Pelosi, infischiandosene dell’avvertimento contrario del Presidente Biden e della stampa, ha effettuato, dopo 25 anni di assenza di contatti ad alto livello, un viaggio ufficiale a Taiwan, repubblica separatista della Cina, grande come la Lombardia (22 milioni di abitanti contro il miliardo e 300 milioni della Cina).

Pechino ha immediatamente minacciato di far pagare cara agli americani questa provocatoria ingerenza negli affari cinesi, ed ha messo in atto la più grande esercitazione militare aerea e navale intorno a Taiwan che per 48 ore è rimasta isolata da ogni stato vicino.

Il gesto della Pelosi prontamente condannato anche dalla Russia è stato definito altamente irresponsabile dal New York Times perché l'America, già impegnata in Europa in una partita economico-politico-militare non può permettersi di aprire contemporaneamente un secondo fronte con un’altra grande potenza, in una situazione di asimmetria geografica e di aperto svantaggio giuridico.

La Cina ritenendo la "riunificazione" con Taiwan un processo irreversibile, potrebbe spingersi con spregiudicatezza a seguire l’esempio aggressivo della Russia verso l’Ucraina, invadendo l’isola, riconosciuta solo da 15 stati.
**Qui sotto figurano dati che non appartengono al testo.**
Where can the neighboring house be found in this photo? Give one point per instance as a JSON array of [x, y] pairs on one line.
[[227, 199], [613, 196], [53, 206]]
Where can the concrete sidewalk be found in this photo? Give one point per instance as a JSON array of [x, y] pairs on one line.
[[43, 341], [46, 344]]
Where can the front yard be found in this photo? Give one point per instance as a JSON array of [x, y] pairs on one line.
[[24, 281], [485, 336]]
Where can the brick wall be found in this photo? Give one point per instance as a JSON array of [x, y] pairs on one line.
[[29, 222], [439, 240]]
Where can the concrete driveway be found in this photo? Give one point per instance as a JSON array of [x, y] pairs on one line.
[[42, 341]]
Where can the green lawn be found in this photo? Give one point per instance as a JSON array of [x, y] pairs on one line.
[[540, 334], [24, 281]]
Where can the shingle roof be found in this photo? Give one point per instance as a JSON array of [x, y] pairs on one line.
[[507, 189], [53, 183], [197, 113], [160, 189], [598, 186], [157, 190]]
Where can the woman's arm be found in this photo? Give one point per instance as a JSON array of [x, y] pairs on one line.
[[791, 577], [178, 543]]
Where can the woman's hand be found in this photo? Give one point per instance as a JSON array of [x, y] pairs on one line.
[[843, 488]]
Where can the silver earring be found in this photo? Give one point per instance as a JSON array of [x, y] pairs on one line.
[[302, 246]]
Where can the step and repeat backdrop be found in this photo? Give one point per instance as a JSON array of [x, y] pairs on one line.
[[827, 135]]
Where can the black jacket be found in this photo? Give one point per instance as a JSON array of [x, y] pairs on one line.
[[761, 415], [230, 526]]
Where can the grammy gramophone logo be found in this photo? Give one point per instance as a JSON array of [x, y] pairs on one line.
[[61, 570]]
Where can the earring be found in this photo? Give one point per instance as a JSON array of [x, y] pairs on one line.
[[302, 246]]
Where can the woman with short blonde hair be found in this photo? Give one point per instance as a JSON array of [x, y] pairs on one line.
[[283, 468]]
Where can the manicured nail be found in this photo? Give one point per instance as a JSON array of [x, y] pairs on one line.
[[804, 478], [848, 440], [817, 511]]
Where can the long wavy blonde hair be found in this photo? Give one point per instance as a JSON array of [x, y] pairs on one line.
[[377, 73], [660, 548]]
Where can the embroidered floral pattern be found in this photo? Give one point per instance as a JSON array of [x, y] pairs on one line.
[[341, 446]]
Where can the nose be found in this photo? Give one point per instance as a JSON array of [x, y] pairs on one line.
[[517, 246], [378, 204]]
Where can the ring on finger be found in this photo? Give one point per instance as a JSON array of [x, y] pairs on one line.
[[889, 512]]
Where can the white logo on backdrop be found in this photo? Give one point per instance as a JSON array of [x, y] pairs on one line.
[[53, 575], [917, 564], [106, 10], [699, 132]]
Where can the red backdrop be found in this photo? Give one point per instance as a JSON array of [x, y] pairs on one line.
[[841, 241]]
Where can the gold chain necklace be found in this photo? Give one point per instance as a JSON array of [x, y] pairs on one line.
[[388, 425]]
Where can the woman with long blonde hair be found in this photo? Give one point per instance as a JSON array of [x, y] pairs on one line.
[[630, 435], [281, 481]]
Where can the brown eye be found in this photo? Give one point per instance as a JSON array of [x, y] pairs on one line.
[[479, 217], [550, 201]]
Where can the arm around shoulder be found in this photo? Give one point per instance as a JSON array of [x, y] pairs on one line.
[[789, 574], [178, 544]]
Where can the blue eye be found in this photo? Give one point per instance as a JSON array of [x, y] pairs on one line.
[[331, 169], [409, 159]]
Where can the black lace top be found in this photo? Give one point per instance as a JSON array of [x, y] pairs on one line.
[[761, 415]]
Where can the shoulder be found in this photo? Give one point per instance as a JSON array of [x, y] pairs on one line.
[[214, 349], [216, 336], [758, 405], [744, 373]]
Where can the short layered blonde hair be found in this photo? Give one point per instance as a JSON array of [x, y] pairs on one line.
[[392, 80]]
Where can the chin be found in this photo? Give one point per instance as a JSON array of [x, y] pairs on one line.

Mentre la Russia secondo lo Statuto dell’Onu aveva il dovere giuridico di rispettare la sovranità dell'Ucraina la cui integrità territoriale era garantita da un accordo bilaterale del 1994, la RPC, all’atto dello stabilimento dei rapporti diplomatici con gli Stati Uniti nel 1971, ottenne il riconoscimento del principio "di una sola Cina" con l’attribuzione del seggio permanente nel Consiglio di Sicurezza dell’Onu al posto di Taiwan che fu defenestrata e mai più riammessa dall’Assemblea Generale che ha respinto i suoi ricorsi per 16 volte.

Torquato Cardilli

9 agosto 2022

2 commenti:

  1. La visione ristretta, particolareggiata e martellante, soprattutto dove i media main stream serpeggiano in ogni casa, è un sipario dietro cui si manifestano e maturano focolai in grado di minacciare seriamente la sicurezza mondiale.
    Sebbene i fatti accadano e chiunque potrebbe conoscerli e provare a collegarli per allargare lo scenario e cogliere tendenze, connessioni ed evoluzioni possibili, il Prêt-à-Porter è dilagato nell'informazione main stream che oramai è sempre più diretta alle "pance" che ai "cervelli".
    Ecco, allora, che potrebbe sembrare strano un articolo del genere dove l'Autore, invece di concentrarsi sulla mossa, fornisce non solo l'intera visione dello scacchiere ma anche dei suoi pezzi.
    E' un piacere leggerla Tommaso Cardilli e spero che questo possa favorire una virtuosa metamorfosi che da spettatori passivi porti a essere un po' più protagonisti.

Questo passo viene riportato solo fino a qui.